Effects of elevated seawater pCO2 on gene expression patterns in the gills of the green crab, Carcinus maenas
1 Department of Biological Sciences, University of Manitoba, Winnipeg, MB, Canada R3T2N2
2 Biological Oceanography, Leibniz-Institute of Marine Sciences (IFM-GEOMAR) Kiel, Düsternbrooker Weg 20, 24105 Kiel, Germany
3 Marine Ecology, Leibniz-Institute of Marine Sciences (IFM-GEOMAR) Kiel, Düsternbrooker Weg 20, 24105 Kiel, Germany
4 Center for Marine Functional Genomics, Mount Desert Island Biological Laboratory, Salisbury Cove, ME 04672 USA
5 Paris-Lodron-Universität Salzburg, FB Organismische Biologie, Hellbrunnerstr. 34, 5020 Salzburg, Austria
Citation and License
BMC Genomics 2011, 12:488 doi:10.1186/1471-2164-12-488Published: 6 October 2011
The green crab Carcinus maenas is known for its high acclimation potential to varying environmental abiotic conditions. A high ability for ion and acid-base regulation is mainly based on an efficient regulation apparatus located in gill epithelia. However, at present it is neither known which ion transport proteins play a key role in the acid-base compensation response nor how gill epithelia respond to elevated seawater pCO2 as predicted for the future. In order to promote our understanding of the responses of green crab acid-base regulatory epithelia to high pCO2, Baltic Sea green crabs were exposed to a pCO2 of 400 Pa. Gills were screened for differentially expressed gene transcripts using a 4,462-feature microarray and quantitative real-time PCR.

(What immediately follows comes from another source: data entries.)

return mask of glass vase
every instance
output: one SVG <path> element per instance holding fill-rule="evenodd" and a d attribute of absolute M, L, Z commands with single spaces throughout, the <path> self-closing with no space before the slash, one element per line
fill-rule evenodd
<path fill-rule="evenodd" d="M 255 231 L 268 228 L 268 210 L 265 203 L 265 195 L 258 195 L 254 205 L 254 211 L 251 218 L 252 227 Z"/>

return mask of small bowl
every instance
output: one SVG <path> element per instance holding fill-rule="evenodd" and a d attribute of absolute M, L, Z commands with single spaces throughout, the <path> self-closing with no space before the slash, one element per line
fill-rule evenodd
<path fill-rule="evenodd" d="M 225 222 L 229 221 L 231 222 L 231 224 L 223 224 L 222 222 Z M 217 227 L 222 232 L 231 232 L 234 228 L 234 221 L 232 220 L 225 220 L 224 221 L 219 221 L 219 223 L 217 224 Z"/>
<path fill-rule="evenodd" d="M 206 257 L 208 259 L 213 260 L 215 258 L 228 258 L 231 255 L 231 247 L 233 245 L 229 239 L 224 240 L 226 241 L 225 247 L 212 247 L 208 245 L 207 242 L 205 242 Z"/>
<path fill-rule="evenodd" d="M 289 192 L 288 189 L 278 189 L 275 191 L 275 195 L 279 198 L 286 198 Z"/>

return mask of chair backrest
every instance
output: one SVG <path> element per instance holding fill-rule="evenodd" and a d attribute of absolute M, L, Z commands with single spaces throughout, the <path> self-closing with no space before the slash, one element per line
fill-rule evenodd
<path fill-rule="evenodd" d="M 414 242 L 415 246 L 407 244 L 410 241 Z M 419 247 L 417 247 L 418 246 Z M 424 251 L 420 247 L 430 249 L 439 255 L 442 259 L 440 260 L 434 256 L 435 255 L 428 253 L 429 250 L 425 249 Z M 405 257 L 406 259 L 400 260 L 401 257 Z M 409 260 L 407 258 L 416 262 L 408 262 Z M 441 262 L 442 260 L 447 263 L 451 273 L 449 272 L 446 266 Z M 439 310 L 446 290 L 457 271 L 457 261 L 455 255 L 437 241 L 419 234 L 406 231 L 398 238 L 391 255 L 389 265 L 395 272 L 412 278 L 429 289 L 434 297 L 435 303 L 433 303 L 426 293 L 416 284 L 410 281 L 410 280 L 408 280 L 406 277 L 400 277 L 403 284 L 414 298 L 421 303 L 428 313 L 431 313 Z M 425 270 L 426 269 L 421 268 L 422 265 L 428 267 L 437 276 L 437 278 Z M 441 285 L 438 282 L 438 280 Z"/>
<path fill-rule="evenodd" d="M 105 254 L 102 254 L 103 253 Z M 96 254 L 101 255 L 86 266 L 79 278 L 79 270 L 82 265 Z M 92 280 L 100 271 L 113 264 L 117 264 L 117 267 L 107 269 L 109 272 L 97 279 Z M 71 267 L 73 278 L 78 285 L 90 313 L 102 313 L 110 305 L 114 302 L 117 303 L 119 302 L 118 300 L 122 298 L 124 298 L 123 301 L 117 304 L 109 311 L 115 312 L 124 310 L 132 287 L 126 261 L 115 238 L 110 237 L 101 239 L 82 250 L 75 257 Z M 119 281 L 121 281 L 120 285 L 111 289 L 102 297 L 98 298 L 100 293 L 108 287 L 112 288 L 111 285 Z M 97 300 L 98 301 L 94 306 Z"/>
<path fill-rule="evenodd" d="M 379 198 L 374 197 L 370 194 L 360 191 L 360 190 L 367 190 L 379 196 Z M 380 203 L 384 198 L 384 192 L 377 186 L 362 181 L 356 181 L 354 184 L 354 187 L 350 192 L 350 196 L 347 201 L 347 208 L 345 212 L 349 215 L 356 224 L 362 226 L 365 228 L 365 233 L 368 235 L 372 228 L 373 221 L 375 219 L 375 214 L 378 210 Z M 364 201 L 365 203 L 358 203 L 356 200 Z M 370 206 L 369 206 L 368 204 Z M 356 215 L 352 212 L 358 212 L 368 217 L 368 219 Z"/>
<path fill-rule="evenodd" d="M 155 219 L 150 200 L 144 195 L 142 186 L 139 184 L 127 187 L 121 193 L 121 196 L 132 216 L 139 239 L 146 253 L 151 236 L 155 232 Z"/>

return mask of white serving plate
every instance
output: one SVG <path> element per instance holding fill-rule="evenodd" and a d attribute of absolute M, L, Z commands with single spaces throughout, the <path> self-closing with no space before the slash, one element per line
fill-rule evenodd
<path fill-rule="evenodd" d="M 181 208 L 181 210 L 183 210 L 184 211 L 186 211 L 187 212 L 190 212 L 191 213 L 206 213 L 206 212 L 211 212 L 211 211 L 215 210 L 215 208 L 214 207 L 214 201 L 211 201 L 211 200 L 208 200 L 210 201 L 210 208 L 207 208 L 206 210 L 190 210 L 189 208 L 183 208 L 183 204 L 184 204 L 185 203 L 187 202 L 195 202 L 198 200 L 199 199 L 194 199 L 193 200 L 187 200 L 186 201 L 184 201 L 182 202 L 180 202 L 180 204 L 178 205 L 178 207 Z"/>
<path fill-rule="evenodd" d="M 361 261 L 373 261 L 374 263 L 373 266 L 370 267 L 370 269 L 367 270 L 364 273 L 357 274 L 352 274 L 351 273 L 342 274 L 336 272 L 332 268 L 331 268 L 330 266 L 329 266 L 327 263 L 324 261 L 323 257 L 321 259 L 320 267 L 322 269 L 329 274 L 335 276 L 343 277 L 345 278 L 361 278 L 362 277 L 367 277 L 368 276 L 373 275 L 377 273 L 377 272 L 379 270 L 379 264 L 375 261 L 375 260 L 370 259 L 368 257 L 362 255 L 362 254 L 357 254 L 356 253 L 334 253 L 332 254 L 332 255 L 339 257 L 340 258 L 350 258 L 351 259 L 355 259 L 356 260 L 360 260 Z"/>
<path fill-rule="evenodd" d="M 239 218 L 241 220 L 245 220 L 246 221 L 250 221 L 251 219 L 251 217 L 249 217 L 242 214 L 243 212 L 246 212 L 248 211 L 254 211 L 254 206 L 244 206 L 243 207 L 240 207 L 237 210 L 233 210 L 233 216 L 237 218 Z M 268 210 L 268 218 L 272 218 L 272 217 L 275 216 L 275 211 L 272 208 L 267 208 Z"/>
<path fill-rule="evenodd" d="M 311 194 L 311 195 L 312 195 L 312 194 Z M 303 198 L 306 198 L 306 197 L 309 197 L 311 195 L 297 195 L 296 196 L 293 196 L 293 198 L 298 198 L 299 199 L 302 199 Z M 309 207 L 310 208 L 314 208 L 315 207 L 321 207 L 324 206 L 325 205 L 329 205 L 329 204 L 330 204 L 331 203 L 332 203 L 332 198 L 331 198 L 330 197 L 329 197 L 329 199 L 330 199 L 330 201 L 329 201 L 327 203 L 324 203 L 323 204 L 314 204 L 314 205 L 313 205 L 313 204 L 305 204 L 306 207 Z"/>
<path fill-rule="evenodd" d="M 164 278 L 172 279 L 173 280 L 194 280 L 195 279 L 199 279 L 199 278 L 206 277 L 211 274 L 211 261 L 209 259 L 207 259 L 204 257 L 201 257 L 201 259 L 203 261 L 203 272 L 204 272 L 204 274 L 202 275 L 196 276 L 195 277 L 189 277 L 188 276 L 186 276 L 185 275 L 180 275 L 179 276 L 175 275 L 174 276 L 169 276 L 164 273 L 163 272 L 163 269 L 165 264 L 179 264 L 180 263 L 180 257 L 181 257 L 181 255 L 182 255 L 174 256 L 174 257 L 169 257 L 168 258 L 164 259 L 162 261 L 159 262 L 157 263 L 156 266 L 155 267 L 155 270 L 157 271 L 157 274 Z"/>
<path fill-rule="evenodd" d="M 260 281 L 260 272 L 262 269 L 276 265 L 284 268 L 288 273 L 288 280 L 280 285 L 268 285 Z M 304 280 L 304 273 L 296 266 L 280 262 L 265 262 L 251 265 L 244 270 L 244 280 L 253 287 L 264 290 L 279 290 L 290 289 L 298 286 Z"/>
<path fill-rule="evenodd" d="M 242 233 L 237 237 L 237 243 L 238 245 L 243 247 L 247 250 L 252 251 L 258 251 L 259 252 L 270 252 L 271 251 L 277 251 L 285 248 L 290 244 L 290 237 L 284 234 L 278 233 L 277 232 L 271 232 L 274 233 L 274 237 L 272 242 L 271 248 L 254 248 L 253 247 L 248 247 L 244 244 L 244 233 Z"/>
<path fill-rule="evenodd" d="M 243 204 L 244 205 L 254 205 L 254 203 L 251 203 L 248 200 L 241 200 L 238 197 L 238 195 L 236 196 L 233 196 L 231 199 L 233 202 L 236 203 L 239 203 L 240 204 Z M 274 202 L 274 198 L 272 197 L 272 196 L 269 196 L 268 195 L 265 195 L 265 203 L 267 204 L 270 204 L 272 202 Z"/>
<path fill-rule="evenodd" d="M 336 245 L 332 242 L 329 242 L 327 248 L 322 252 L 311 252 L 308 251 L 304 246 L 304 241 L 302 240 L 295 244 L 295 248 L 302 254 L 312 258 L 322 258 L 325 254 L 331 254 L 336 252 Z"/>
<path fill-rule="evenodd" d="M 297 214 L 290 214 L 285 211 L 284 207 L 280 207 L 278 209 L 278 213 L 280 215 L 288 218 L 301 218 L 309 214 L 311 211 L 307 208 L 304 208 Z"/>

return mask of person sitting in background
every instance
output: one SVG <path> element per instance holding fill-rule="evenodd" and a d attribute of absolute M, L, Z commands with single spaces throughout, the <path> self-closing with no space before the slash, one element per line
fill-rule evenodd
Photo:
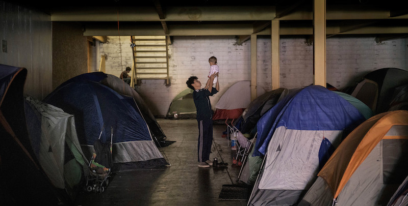
<path fill-rule="evenodd" d="M 128 84 L 131 84 L 131 76 L 128 73 L 130 72 L 131 70 L 132 70 L 132 69 L 131 69 L 130 67 L 126 67 L 126 70 L 123 71 L 123 72 L 120 74 L 120 76 L 119 76 L 119 78 L 123 79 L 123 80 Z"/>

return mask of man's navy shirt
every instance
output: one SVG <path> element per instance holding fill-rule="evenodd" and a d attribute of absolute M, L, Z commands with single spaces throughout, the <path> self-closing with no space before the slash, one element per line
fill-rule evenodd
<path fill-rule="evenodd" d="M 193 92 L 193 99 L 197 109 L 197 120 L 212 118 L 213 110 L 211 109 L 211 103 L 208 97 L 213 96 L 218 91 L 214 87 L 213 87 L 211 92 L 205 89 L 196 90 Z"/>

Crabs responded mainly through fine scale adjustment of gene expression to elevated pCO2. However, 2% of all investigated transcripts were significantly regulated 1.3 to 2.2-fold upon one-week exposure to CO2 stress. Most of the genes known to code for proteins involved in osmo- and acid-base regulation, as well as cellular stress response, were were not impacted by elevated pCO2. However, after one week of exposure, significant changes were detected in a calcium-activated chloride channel, a hyperpolarization activated nucleotide-gated potassium channel, a tetraspanin, and an integrin. Furthermore, a putative syntaxin-binding protein, a protein of the transmembrane 9 superfamily, and a Cl-/HCO3- exchanger of the SLC 4 family were differentially regulated. These genes were also affected in a previously published hypoosmotic acclimation response study.
The moderate, but specific response of C. maenas gill gene expression indicates that (1) seawater acidification does not act as a strong stressor on the cellular level in gill epithelia; (2) the response to hypercapnia is to some degree comparable to a hypoosmotic acclimation response; (3) the specialization of each of the posterior gill arches might go beyond what has been demonstrated up to date; and (4) a re-configuration of gill epithelia might occur in response to hypercapnia.